The Night of the Assassin
The Wild Wild West

A pair of gringos attempt to assassinate President Juarez, one is captured alive and tortured by Col. Barbossa, who secretly hired him through a wealthy immemorial middleman.

“I could never understand torturing a man,” Gordon says elsewhere (“The Night of Jack O’Diamonds”, dir. Irving J. Moore).


The Night Dr. Loveless Died
The Wild Wild West

Dr. Loveless, dead, has named West as his executor. The will is read extensively in the late doctor’s voice by a mynah bird that his attorney, Arthur Tickle, has coached. The sole heir is an uncle, Dr. Werner Otto Liebknicht, a Swiss neurologist and the very likeness of his nephew in white hair and beard.

This is all a ruse, West has been engaged to dispose of “troublesome” Deuce and his underlings, who break into the funeral parlor after a large brass key affixed to the wrist of the deceased. Gordon fobs off a Sacramento men’s room key on them.

Lovely Triste also wants the key, it opens a safety deposit box at the Pioneer Bank of Mendoza. The key turns, the box whines and explodes, revealing a second key. The second box whines and doesn’t explode, a note inside names Tickle. “Typical Loveless prank,” says Gordon.

The two doctors ran a clinic for nervous diseases on the coast, it’s entered through an old mine. A plush elevator with divan and chess game is operated by striking the keys of an organ. The office is filled with globes and astrolabes large and small, some of the globes are suspended from the ceiling.

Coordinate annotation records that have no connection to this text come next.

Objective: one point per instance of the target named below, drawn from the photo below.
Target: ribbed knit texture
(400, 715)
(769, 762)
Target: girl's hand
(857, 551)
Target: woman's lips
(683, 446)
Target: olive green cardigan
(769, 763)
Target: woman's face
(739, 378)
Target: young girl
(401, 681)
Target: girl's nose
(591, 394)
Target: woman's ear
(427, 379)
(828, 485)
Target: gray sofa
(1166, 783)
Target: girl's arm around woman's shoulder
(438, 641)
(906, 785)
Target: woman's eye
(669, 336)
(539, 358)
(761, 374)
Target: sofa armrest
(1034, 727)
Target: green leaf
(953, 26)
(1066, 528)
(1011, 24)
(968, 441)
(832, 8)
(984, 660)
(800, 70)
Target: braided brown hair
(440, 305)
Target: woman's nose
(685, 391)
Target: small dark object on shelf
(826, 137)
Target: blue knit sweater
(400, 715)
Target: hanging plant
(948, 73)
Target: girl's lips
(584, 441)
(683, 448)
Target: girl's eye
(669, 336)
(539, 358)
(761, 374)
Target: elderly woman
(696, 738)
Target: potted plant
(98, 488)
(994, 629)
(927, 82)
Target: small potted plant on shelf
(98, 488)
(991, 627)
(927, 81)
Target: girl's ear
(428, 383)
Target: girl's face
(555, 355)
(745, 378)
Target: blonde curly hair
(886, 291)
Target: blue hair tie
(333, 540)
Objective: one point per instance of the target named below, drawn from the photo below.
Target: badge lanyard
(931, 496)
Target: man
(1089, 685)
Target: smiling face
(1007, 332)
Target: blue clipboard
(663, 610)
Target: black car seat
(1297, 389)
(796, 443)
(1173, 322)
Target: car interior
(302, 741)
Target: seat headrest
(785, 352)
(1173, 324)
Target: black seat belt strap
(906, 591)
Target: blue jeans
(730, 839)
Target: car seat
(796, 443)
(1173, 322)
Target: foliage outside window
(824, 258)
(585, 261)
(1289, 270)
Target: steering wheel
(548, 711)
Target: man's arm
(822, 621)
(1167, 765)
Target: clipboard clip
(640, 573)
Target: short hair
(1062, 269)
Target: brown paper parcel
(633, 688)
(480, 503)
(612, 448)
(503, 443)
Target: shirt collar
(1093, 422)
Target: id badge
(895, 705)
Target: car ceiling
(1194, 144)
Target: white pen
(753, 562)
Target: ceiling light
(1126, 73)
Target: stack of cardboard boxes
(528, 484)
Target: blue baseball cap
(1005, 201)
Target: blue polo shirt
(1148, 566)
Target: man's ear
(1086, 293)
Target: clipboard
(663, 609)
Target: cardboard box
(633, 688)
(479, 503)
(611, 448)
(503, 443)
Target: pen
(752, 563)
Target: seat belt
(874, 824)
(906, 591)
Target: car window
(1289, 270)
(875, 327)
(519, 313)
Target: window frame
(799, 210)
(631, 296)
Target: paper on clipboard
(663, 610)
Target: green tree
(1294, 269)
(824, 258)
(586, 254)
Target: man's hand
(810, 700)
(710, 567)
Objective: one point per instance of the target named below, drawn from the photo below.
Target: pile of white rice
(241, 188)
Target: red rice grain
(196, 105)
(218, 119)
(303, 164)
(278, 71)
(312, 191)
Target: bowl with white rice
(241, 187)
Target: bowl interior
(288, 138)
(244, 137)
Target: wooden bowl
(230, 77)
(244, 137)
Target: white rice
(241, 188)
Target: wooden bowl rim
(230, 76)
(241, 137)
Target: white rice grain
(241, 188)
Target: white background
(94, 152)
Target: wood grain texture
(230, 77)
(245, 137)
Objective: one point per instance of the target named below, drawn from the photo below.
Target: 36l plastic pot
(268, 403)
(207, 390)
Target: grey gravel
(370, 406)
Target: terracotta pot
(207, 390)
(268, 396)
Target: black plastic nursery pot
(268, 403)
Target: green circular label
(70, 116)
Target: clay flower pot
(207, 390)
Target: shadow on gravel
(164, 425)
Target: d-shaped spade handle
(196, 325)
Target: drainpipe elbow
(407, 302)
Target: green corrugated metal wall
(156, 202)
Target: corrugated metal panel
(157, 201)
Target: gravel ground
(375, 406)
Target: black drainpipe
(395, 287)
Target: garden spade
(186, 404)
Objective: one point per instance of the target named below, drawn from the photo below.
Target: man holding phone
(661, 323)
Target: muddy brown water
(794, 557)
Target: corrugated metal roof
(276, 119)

The mynah bird has delivered to West a brass disk stamped with the combination to a safe. Dr. Liebknicht opens a secret panel, the will stipulates that files there “of interest to the Department” shall be conveyed by West.

He is drugged and sent to the operating theater. Assembled physicians from around the world hear unmasked Dr. Loveless describe the patient’s “history of violence and irrationality”, an operation to “destroy the frontal nerves” is delayed by Gordon as a Sorbonne doctor who auscultates West. They fight their way out, liberate the screaming patients (each cell is equipped with a mere “talking machine”), and find Dr. Loveless at the desk in his office, with Triste standing beside him. He exits in his chair through the wall behind him (Russell’s Lisztomania), the file in West’s hand and indeed the whole clinic are “rigged for spontaneous combustion”. The clinic burns down. Gordon relates the story of the deputy sheriff to company at the train, where a mysterious package whines and doesn’t explode.